Keep Lowndes/Valdosta Beautiful has worked to live up to its name for about 20 years.
Under the direction of H. Aaron Strickland, KLVB coordinates clean-up activities from neighborhood beautification through Make-A-Difference Day and the Great American Cleanup to waterways in the Rivers Alive program.
KLVB coordinates Bring One to the Chipper, the annual program that keeps Christmas trees out of the landfill; recycling programs in South Georgia schools; recognition awards for beautiful businesses; electronics recycling events and more.
“From litter pickup to recycling education, KLVB strives to fulfill its mission statement: ‘to promote environmental stewardship and beautification by empowering individuals through public education,’” according to a recent KLVB statement. “That’s why you’ll find KLVB appearing at local events such as Arbor Day, the Azalea Festival, Earth Day and VSU’s The Happening.”
KLVB estimates it has removed 2.6 million pounds of trash and recycled electronics off the roadways since July 2000.
Strickland coordinates these efforts through an army of volunteers and an unpaid board of directors.
As executive director, Strickland is the only paid KLVB employee.
His job has just become more difficult.
Last month, the Lowndes County Commission gutted the KLVB budget by $25,000. Commissioners reduced KLVB’s $60,000 line item in its budget to an annual pay out of just $35,000.
The reduced budget means cuts in some programs and the loss of Strickland’s insurance. The entire budget has always included Strickland’s salary.
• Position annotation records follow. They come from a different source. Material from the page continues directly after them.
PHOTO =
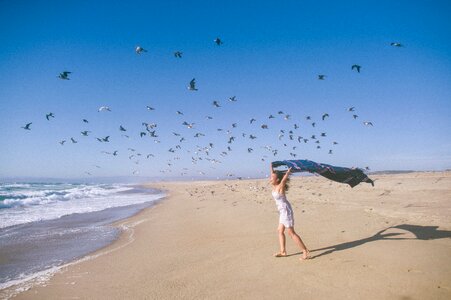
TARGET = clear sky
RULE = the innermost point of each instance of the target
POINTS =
(270, 59)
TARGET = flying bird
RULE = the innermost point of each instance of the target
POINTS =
(140, 50)
(49, 115)
(27, 127)
(104, 108)
(396, 44)
(357, 67)
(64, 75)
(192, 85)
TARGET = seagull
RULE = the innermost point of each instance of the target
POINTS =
(357, 67)
(27, 127)
(140, 50)
(189, 125)
(47, 116)
(104, 108)
(192, 85)
(64, 75)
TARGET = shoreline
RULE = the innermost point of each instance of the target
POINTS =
(108, 220)
(224, 244)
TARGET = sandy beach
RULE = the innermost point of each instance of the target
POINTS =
(215, 240)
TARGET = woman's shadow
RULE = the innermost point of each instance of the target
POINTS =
(419, 232)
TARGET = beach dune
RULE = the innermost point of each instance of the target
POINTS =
(215, 240)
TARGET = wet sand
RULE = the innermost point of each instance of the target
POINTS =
(215, 240)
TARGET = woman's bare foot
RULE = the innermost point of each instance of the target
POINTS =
(305, 254)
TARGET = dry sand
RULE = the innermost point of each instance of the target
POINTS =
(215, 240)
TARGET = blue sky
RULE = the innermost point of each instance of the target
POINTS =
(270, 59)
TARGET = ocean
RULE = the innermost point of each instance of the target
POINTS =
(46, 225)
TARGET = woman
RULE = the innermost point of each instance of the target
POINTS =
(279, 186)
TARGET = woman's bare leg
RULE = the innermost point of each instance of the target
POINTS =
(281, 231)
(297, 239)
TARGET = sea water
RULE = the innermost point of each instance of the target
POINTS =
(44, 225)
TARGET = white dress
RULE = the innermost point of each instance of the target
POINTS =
(284, 208)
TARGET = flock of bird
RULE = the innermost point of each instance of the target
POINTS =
(286, 136)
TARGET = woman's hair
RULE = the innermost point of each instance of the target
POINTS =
(280, 175)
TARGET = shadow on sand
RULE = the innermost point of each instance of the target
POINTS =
(419, 233)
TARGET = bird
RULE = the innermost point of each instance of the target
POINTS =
(104, 108)
(192, 85)
(49, 115)
(140, 50)
(27, 126)
(64, 75)
(357, 67)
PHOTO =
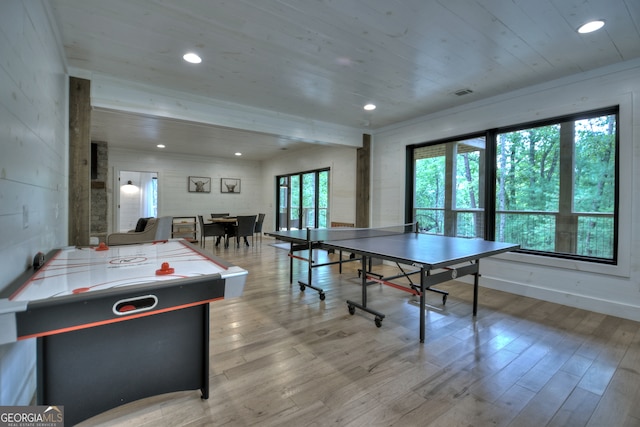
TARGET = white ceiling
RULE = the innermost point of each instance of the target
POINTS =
(325, 59)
Prior to making the cut, county commissioners discussed cutting KLVB funding and implementing a new litter program during a May meeting.
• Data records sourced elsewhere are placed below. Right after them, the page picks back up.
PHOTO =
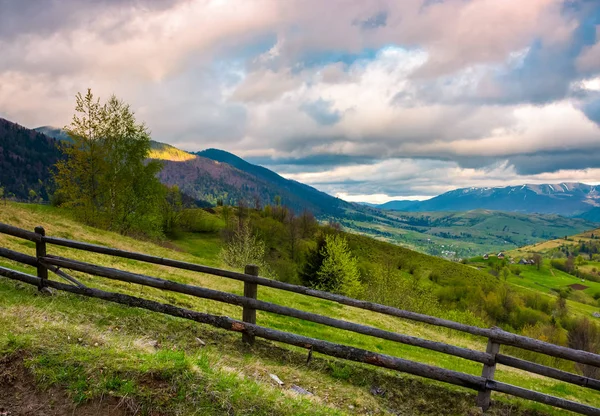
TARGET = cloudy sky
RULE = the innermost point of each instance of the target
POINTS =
(365, 99)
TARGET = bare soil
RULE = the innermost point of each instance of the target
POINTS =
(19, 396)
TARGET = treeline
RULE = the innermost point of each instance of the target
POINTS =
(25, 160)
(297, 249)
(105, 177)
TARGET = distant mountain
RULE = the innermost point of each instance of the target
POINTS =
(567, 199)
(54, 132)
(161, 151)
(215, 174)
(26, 157)
(591, 215)
(402, 205)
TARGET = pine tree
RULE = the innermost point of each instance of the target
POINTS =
(339, 272)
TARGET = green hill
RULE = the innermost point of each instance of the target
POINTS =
(91, 352)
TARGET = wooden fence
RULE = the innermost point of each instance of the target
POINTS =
(484, 384)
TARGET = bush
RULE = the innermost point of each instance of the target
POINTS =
(339, 271)
(199, 221)
(245, 248)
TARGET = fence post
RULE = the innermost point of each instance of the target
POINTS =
(250, 291)
(484, 396)
(40, 251)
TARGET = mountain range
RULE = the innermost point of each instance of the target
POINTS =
(567, 199)
(213, 175)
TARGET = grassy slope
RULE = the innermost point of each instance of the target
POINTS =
(95, 348)
(474, 232)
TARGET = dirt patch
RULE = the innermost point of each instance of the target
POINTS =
(577, 286)
(19, 396)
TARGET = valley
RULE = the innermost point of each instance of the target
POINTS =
(94, 349)
(217, 177)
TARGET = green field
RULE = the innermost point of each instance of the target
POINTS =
(462, 234)
(92, 349)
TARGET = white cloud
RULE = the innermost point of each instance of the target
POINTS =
(239, 75)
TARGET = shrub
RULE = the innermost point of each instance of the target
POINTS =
(339, 271)
(245, 248)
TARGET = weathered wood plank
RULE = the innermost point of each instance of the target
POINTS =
(40, 252)
(230, 298)
(548, 371)
(324, 347)
(501, 337)
(484, 396)
(387, 310)
(32, 261)
(224, 322)
(508, 338)
(18, 232)
(583, 409)
(251, 292)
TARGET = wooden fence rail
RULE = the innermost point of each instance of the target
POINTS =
(250, 303)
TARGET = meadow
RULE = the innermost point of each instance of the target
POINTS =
(156, 364)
Lowndes County Commissioner Scott Orenstein said during the meeting he receives a number of calls from county residents complaining about litter along the side of the roads. He said KLVB doesn’t seem to take care of illegal dumping.
“Evidently, KLVB is not meeting that need for us at all,” Orenstein said. “It’s almost misleading.”
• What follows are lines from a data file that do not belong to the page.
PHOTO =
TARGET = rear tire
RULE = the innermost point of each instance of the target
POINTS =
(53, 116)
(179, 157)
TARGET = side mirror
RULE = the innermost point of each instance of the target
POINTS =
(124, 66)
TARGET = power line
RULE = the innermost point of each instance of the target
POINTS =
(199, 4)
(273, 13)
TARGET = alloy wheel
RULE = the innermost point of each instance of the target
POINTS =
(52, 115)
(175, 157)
The proposed new program would be more responsive to resident requests for litter cleanup in their neighborhoods, county officials argued during the May meeting.
The county voiced legitimate concerns. But why not simply increase funding and the purview of KLVB? Why not order county officials to enforce current litter codes?
KLVB has no enforcement powers.
And, why did the county choose to discuss KLVB funding during a public meeting? Lowndes County Commission work sessions and regular meetings usually involve simple up-down votes with little or no discussion about any topic.
We are not saying that business should be done behind closed doors. In fact, it is most disturbing that the commission just votes with little to no discussion in meeting after meeting. It begs the question when and where is the public’s business actually being deliberated?
Still the question remains, since nearly all other discussions seem to take place at some time other than in an open public meeting, why was this issue fully vetted in the open meeting?
Sadly, the KLVB budget cut smacks of politics.
It is more than a little ironic that Strickland unsuccessfully ran for a Lowndes County Commission seat last fall. The irony is county commissioners have not raised concerns about KLVB until this year – at least not during public meetings.
So, why now?
Litter is nothing new. It’s an ongoing problem. Litter pickup and litter laws do need more attention, more funding, more enforcement.
“Remember, litter will not pick up itself.”
Aaron Strickland has been using that quote for years, every time KLVB has to beg the public for volunteers.
It is a shame the county opted to focus on an unknown number of complaints rather than seriously consider the organization’s pleas for help.